The acoustic resonance of cylindrical cavities
2014-07-28T10:14:55Z (GMT) by
The grazing flow past a cylindrical surface cut-out can develop instabilities that adversely affect the aerodynamic performance of airframe, automotive, and railway components. Such instabilities can be either fluid dynamic, hydroelastic or flow-resonant, depending on whether aeroelastic or acoustic effects contribute to the flow unsteadiness. The flow past the surface cut-out, or cavity, separates at the upstream edge, forming a shear layer, as shown in figure 1. Provided the cavity streamwise length to depth ratio (L/D) is low, typically L/D ≤ 6, the shear layer spans across the cavity opening and reattaches on the downstream wall, forming an `open' cavity flow. For a given inflow condition and geometry, a cavity fluid dynamic instability can manifest itself as limit cycle modes spanning a specific frequency range. The presence of acoustic or aeroelastic resonant modes in an open cavity over the same frequency range can play an important role in mode selection and in phase-locking the feed-back process.

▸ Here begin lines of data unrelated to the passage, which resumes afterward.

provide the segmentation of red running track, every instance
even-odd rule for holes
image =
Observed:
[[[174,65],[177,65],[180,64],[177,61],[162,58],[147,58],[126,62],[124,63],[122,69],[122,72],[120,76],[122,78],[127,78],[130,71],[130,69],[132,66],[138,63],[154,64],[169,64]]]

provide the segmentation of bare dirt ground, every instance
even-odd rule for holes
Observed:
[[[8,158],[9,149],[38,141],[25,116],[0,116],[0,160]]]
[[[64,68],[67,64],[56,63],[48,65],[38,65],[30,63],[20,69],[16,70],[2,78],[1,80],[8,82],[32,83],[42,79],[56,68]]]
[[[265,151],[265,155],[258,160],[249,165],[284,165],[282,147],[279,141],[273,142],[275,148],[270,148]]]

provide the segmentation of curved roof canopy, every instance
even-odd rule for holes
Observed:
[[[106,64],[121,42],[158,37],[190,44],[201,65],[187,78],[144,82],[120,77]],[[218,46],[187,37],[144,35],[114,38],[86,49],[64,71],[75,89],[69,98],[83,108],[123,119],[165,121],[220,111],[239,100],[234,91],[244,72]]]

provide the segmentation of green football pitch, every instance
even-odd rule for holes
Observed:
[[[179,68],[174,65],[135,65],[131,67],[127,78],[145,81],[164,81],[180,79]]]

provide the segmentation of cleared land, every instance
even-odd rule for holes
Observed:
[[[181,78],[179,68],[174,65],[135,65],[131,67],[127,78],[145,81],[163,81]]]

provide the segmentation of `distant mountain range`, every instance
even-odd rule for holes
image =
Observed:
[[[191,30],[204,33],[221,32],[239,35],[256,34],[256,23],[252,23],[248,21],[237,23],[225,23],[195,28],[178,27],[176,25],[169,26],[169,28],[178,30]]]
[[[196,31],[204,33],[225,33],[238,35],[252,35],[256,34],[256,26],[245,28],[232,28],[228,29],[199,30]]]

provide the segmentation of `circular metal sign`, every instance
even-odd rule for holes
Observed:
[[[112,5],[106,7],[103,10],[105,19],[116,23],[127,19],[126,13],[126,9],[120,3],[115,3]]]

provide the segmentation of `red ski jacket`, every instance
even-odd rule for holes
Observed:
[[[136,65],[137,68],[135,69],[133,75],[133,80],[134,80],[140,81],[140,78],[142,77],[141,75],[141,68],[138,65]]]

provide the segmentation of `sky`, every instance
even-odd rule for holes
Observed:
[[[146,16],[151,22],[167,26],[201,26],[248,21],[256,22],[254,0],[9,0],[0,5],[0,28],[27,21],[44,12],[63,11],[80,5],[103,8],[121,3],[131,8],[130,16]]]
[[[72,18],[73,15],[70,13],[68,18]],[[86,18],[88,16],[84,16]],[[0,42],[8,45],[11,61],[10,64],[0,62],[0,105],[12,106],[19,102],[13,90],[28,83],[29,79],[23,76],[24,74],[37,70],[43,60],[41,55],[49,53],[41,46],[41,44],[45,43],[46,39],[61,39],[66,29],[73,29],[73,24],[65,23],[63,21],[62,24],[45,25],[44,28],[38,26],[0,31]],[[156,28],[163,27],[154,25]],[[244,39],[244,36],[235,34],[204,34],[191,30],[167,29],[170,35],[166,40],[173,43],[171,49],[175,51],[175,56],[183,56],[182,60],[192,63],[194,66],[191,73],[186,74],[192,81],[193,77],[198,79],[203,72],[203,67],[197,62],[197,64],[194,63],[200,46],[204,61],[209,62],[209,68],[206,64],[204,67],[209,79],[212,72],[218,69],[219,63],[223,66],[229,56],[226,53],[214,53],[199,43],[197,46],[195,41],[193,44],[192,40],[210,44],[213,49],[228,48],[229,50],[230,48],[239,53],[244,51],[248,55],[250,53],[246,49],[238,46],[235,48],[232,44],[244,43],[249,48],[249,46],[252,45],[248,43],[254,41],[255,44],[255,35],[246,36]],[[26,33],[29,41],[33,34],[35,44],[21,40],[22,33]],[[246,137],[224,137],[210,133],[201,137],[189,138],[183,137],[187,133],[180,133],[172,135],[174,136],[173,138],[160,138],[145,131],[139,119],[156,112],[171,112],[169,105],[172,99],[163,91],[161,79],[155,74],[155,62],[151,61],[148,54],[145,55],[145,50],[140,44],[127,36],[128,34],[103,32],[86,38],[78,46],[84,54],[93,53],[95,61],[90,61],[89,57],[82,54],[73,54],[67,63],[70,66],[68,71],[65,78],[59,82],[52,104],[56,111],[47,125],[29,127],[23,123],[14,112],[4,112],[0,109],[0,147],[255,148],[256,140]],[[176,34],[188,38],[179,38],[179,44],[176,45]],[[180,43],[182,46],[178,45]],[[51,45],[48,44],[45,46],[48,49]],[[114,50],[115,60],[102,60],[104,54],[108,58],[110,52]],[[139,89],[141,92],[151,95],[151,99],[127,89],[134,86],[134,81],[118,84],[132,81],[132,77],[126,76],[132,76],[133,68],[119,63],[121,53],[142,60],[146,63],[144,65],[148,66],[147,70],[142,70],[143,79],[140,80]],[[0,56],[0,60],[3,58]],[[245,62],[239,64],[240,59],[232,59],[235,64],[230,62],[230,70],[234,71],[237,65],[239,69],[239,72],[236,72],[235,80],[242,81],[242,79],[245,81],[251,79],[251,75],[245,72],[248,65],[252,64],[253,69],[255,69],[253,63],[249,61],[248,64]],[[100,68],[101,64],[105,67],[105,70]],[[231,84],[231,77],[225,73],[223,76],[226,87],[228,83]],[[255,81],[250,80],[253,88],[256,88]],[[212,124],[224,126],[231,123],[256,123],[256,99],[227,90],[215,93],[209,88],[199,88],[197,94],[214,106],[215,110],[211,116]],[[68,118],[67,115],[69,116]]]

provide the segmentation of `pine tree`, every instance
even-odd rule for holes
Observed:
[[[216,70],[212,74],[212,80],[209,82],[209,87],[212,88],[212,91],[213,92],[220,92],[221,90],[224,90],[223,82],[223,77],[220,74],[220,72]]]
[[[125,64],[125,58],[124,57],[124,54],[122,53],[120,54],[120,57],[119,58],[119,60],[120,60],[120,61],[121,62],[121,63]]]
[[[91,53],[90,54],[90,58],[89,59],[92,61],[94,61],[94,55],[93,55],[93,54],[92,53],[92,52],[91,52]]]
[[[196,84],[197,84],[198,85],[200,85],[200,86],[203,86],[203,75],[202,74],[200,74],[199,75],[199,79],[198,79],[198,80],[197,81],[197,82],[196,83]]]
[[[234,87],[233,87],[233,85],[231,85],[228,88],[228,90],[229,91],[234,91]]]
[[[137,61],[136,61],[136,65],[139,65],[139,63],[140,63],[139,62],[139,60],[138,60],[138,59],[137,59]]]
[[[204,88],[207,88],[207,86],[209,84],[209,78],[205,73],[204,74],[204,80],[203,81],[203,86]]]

An analytical model for the small amplitude acoustic perturbations inside an enclosure with rigid walls is developed from classical linerized acoustics. The method is applied to a L/D = 0.714 cylindrical geometry and the normalized mode shapes and frequencies of the first six standing wave modes are given. The results are used to diagnose whether, at a free stream Mach number M[subscript ∞] = 0.235, coupling is likely to occur between the first two Rossiter modes and the acoustic standing waves, which may lead to a reinforcement of the flow instability. At the selected test conditions, the method indicates that the second Rossiter mode can couple with the first axial acoustic mode, also known as the organ-pipe mode or the quarter-wavelength mode. The parametrized analytical solutions developed in this study enable the aero-acoustic engineer to diagnose whether coupling between a given fluid dynamic instability and acoustic resonance is likely to affect a cylindrical cavity component.